Skip-GANomaly: Skip Connected and Adversarially Trained Encoder-Decoder Anomaly Detection (1901.08954v1)

Abstract: Despite inherent ill-definition, anomaly detection is a research endeavor of great interest within machine learning and visual scene understanding alike. Most commonly, anomaly detection is considered as the detection of outliers within a given data distribution based on some measure of normality. The most significant challenge in real-world anomaly detection problems is that available data is highly imbalanced towards normality (i.e. non-anomalous) and contains a most a subset of all possible anomalous samples - hence limiting the use of well-established supervised learning methods. By contrast, we introduce an unsupervised anomaly detection model, trained only on the normal (non-anomalous, plentiful) samples in order to learn the normality distribution of the domain and hence detect abnormality based on deviation from this model. Our proposed approach employs an encoder-decoder convolutional neural network with skip connections to thoroughly capture the multi-scale distribution of the normal data distribution in high-dimensional image space. Furthermore, utilizing an adversarial training scheme for this chosen architecture provides superior reconstruction both within high-dimensional image space and a lower-dimensional latent vector space encoding. Minimizing the reconstruction error metric within both the image and hidden vector spaces during training aids the model to learn the distribution of normality as required. Higher reconstruction metrics during subsequent test and deployment are thus indicative of a deviation from this normal distribution, hence indicative of an anomaly. Experimentation over established anomaly detection benchmarks and challenging real-world datasets, within the context of X-ray security screening, shows the unique promise of such a proposed approach.

An Overview of Skip-GANomaly for Anomaly Detection

The paper "Skip-GANomaly: Skip Connected and Adversarially Trained Encoder-Decoder Anomaly Detection" introduces an innovative unsupervised approach to anomaly detection using a skip-connected encoder-decoder architecture aligned with adversarial training mechanisms. The authors propose this model to address the challenges posed by highly imbalanced datasets in real-world anomaly detection applications, such as X-ray security screening, where anomalous samples are scarce and continually evolving.

The proposed network architecture is a convolutional neural network that incorporates skip connections, which are known to facilitate the retention of both local and global information by allowing direct information transfer across layers. This architectural choice is particularly effective in capturing the multi-scale distribution of normal data within high-dimensional image spaces. Leveraging a Generative Adversarial Network (GAN) framework, the model discriminatively learns the normal data distribution by minimizing the reconstruction error over both image and latent spaces.

The experimental results of Skip-GANomaly are compelling. The model exhibits superior performance across various established benchmarks, including the CIFAR-10 dataset and X-ray image datasets UBA and FFOB specifically curated for anomaly detection. The paper delineates how Skip-GANomaly achieves higher area under the curve (AUC) values compared to state-of-the-art methods like AnoGAN, EGBAD, and GANomaly, showcasing its robustness and efficacy. Specifically, the model achieves up to 0.953 AUC on certain CIFAR-10 classes, and significantly outpaces previous methods on complex real-world X-ray datasets.

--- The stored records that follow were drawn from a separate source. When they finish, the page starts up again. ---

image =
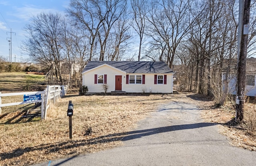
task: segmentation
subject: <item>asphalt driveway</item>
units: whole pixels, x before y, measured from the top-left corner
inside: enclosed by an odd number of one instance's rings
[[[254,166],[256,152],[233,147],[191,104],[172,102],[140,121],[124,145],[35,166]]]

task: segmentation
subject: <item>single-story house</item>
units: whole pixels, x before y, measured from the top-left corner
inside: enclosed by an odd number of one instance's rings
[[[223,63],[227,65],[228,60],[225,60],[226,62]],[[228,84],[229,94],[236,95],[236,77],[237,71],[234,70],[237,60],[236,59],[232,60],[231,64],[232,68],[228,74]],[[246,72],[245,87],[245,96],[256,96],[256,86],[255,86],[255,75],[256,75],[256,58],[250,58],[246,59]],[[222,82],[226,79],[226,66],[224,68],[222,72]],[[223,87],[224,88],[224,87]]]
[[[82,72],[88,93],[173,92],[174,72],[163,62],[89,61]]]

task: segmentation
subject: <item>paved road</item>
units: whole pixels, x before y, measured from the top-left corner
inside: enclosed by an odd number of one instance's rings
[[[124,145],[44,166],[255,166],[256,152],[230,146],[194,106],[172,102],[123,139]]]

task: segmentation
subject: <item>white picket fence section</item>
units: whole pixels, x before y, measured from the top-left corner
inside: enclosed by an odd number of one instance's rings
[[[42,103],[41,116],[42,119],[46,119],[47,110],[50,106],[51,99],[53,99],[54,104],[55,104],[56,100],[58,100],[59,98],[63,97],[66,94],[66,92],[68,91],[68,86],[66,85],[47,85],[46,89],[43,91],[5,94],[2,94],[0,92],[0,115],[2,114],[2,107],[32,103]],[[25,98],[25,96],[31,95],[32,96],[38,96],[40,94],[41,95],[40,100],[32,98],[32,100],[28,100],[28,101],[24,101],[21,102],[2,103],[2,97],[24,95],[24,98]],[[25,99],[24,99],[24,100],[25,100]]]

The significance of Skip-GANomaly lies in its practical and theoretical contributions to the anomaly detection landscape. Practically, it offers a reproducible and efficient solution for security-critical applications, such as baggage screening, where false negatives can have dire consequences. Theoretically, it provides insights into leveraging skip connections within GANs for multiscale representation learning and anomaly detection. Furthermore, the paper outlines a comprehensive training strategy that combines adversarial, contextual, and latent losses to optimize for realistic and contextually accurate reconstructions in unsupervised settings.

The implications of this research extend into broader areas of AI, especially in the deployment of neural networks in environments characterized by limited annotations of anomalous events. Given the model's flexibility, future developments could explore its application to high-resolution image datasets and scenarios that involve temporal data sequences, such as video surveillance.

Skip-GANomaly exemplifies a promising intersection of adversarial training and encoder-decoder architectures. Its success reveals potential pathways for enhancing anomaly detection models, propelling future research aimed at further refining unsupervised learning methodologies for complex, high-dimensional data distributions.